Naphthalene sorption to organic soil materials studied with continuous stirred flow experiments

Estimation of sorption-desorption kinetics of hydrophobic contaminants in soils and sediments is a prerequisite for assessing the risk of hazardous compounds and for studying the feasibility of bioremediation treatments. Naphthalene sorption studies were carried out with four organic soil materials, using a batch sorption technique and a continuously stirred flow (CSF) cell. Reproducibility of the CSF experiments was tested (root mean squared error = 0.074), and an experiment with different inputs showed that experimental results were independent of input pulse length (RMSE = 0.090). Single-particle and multi-particle linear driving force models and bicontinuum models were tested. When the sorption coefficient K-cm was fixed at the values obtained from the batch experiments, the RMSE modeling error increased with increasing N-2 surface area, S-N2, Of the soil materials. The high RMSE for soil materials with a high N-2 surface area was the result of strong sorption-desorption non-singularity, most probably due to a larger fraction of the applied naphthalene diffusing to "slow" sorption sites. A dual resistance sorption model was able to accurately describe the data (average RMSE = 0.143) with two free parameters.

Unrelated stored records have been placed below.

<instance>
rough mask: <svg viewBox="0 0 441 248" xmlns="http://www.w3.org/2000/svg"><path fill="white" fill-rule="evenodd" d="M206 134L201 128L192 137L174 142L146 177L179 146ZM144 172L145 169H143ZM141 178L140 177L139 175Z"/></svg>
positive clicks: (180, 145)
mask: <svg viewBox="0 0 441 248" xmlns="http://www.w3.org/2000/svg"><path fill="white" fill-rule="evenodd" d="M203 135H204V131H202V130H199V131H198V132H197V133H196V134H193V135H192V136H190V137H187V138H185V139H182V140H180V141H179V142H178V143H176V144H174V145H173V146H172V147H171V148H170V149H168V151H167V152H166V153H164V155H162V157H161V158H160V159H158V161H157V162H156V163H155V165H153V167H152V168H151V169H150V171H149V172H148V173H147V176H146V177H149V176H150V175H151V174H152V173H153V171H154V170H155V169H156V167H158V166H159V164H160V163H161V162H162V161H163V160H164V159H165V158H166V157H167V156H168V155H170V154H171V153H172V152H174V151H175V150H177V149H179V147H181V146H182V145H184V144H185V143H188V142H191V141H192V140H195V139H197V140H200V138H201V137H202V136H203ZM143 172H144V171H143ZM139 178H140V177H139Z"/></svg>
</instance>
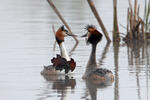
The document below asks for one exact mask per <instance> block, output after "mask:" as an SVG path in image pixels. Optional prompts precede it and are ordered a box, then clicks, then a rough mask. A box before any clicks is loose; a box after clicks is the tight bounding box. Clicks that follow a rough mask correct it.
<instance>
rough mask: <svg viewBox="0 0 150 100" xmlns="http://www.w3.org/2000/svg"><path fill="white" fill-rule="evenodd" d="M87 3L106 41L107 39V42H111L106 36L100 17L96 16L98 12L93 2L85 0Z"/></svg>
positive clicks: (92, 1)
mask: <svg viewBox="0 0 150 100" xmlns="http://www.w3.org/2000/svg"><path fill="white" fill-rule="evenodd" d="M87 2H88V4H89V6H90V8H91V10H92V12H93V14H94V15H95V17H96V19H97V21H98V23H99V25H100V28H101V29H102V31H103V33H104V35H105V37H106V39H107V42H111V40H110V38H109V35H108V32H107V30H106V28H105V26H104V24H103V21H102V20H101V17H100V16H99V14H98V12H97V10H96V7H95V5H94V3H93V1H92V0H87Z"/></svg>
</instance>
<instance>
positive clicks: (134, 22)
mask: <svg viewBox="0 0 150 100" xmlns="http://www.w3.org/2000/svg"><path fill="white" fill-rule="evenodd" d="M136 18H137V0H135V3H134V25H133V26H134V27H135V26H136Z"/></svg>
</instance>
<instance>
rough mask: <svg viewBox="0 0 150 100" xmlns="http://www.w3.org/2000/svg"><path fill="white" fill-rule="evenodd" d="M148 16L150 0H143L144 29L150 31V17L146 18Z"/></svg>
mask: <svg viewBox="0 0 150 100" xmlns="http://www.w3.org/2000/svg"><path fill="white" fill-rule="evenodd" d="M149 16H150V0H149V1H147V0H145V9H144V22H145V31H146V32H148V31H149V32H150V27H148V26H149V25H150V19H148V18H149Z"/></svg>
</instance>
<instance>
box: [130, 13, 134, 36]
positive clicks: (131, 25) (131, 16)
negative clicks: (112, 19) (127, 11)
mask: <svg viewBox="0 0 150 100" xmlns="http://www.w3.org/2000/svg"><path fill="white" fill-rule="evenodd" d="M129 20H130V34H131V35H132V36H133V33H132V30H133V23H132V22H133V16H132V13H131V12H129Z"/></svg>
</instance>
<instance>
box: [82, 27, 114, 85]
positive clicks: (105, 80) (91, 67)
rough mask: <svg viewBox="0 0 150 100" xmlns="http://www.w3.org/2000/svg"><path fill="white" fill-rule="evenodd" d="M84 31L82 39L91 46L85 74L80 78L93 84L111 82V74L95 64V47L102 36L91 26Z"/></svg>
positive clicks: (95, 58)
mask: <svg viewBox="0 0 150 100" xmlns="http://www.w3.org/2000/svg"><path fill="white" fill-rule="evenodd" d="M86 30H87V31H88V32H87V33H86V34H85V35H83V36H82V37H86V36H87V44H91V45H92V51H91V54H90V58H89V61H88V64H87V66H86V71H85V74H84V75H83V77H82V78H83V79H85V80H92V81H93V82H95V84H100V83H103V82H106V81H112V82H113V79H114V76H113V73H112V72H111V71H110V70H108V69H105V68H98V66H97V64H96V47H97V44H98V42H100V41H101V39H102V34H101V33H100V32H99V31H98V30H97V29H96V27H95V26H93V25H87V26H86Z"/></svg>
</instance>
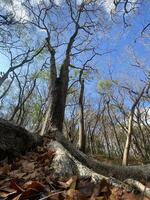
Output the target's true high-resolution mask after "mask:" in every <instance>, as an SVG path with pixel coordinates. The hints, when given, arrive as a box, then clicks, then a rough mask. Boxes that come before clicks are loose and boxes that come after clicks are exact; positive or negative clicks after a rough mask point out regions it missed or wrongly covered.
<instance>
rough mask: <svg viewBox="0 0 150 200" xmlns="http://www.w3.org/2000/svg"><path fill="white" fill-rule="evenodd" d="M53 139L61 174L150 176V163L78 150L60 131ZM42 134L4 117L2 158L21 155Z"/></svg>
mask: <svg viewBox="0 0 150 200" xmlns="http://www.w3.org/2000/svg"><path fill="white" fill-rule="evenodd" d="M50 135H51V137H52V138H53V140H51V142H50V143H49V147H50V148H51V149H52V150H53V149H54V150H55V151H56V156H55V158H54V162H53V163H52V166H51V168H52V169H53V170H54V172H55V173H56V174H58V175H59V176H67V175H68V176H71V175H74V174H75V175H79V176H91V177H93V179H97V178H98V179H102V178H104V177H115V178H116V179H119V180H125V179H129V178H130V179H136V180H146V181H149V180H150V165H142V166H118V165H109V164H104V163H102V162H99V161H97V160H94V159H92V158H89V157H88V156H87V155H85V154H84V153H82V152H81V151H79V150H77V149H76V148H75V147H74V146H73V144H71V143H69V142H68V141H67V139H66V138H65V137H64V136H63V134H62V133H60V132H59V131H53V132H52V133H50ZM39 141H40V139H39V136H38V135H36V134H33V133H29V132H28V131H27V130H25V129H24V128H22V127H18V126H16V125H14V124H12V123H10V122H8V121H6V120H3V119H0V158H1V159H3V158H4V157H10V158H11V157H12V156H17V155H19V154H21V153H24V152H26V151H28V150H30V149H31V148H33V147H34V146H36V145H37V144H38V142H39Z"/></svg>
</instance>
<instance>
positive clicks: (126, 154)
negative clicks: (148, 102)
mask: <svg viewBox="0 0 150 200" xmlns="http://www.w3.org/2000/svg"><path fill="white" fill-rule="evenodd" d="M133 115H134V113H133V112H131V113H130V116H129V124H128V133H127V139H126V143H125V147H124V152H123V159H122V165H125V166H126V165H127V164H128V159H129V150H130V145H131V136H132V134H133V133H132V132H133V127H132V126H133Z"/></svg>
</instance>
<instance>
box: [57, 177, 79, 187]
mask: <svg viewBox="0 0 150 200" xmlns="http://www.w3.org/2000/svg"><path fill="white" fill-rule="evenodd" d="M76 182H77V176H72V177H71V178H70V179H69V180H68V181H67V182H61V181H58V183H59V184H60V186H61V188H64V189H67V188H70V189H75V188H76Z"/></svg>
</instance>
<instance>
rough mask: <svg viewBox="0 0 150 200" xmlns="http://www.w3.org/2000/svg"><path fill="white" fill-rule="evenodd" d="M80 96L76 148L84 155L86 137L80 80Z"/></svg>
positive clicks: (84, 152)
mask: <svg viewBox="0 0 150 200" xmlns="http://www.w3.org/2000/svg"><path fill="white" fill-rule="evenodd" d="M80 87H81V88H80V96H79V140H78V147H79V150H81V151H82V152H84V153H85V146H86V135H85V130H84V105H83V95H84V80H80Z"/></svg>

Howe,er, parameter uncertainty resulted from the simultaneous optimization of the rate parameter, alpha, and K-om The combination of batch sorption experiments, input-response experiments, and model exercises give supporting evidence that sorption kinetics of hydrophobic organic compounds to soil OM are controlled by (i) rapid pore diffusion toward S-N2 (alpha approximate to 0.1 h(-1)) and (ii) slow diffusion into the soil organic matter structure (alpha = 0.01-0.001 h(-1)).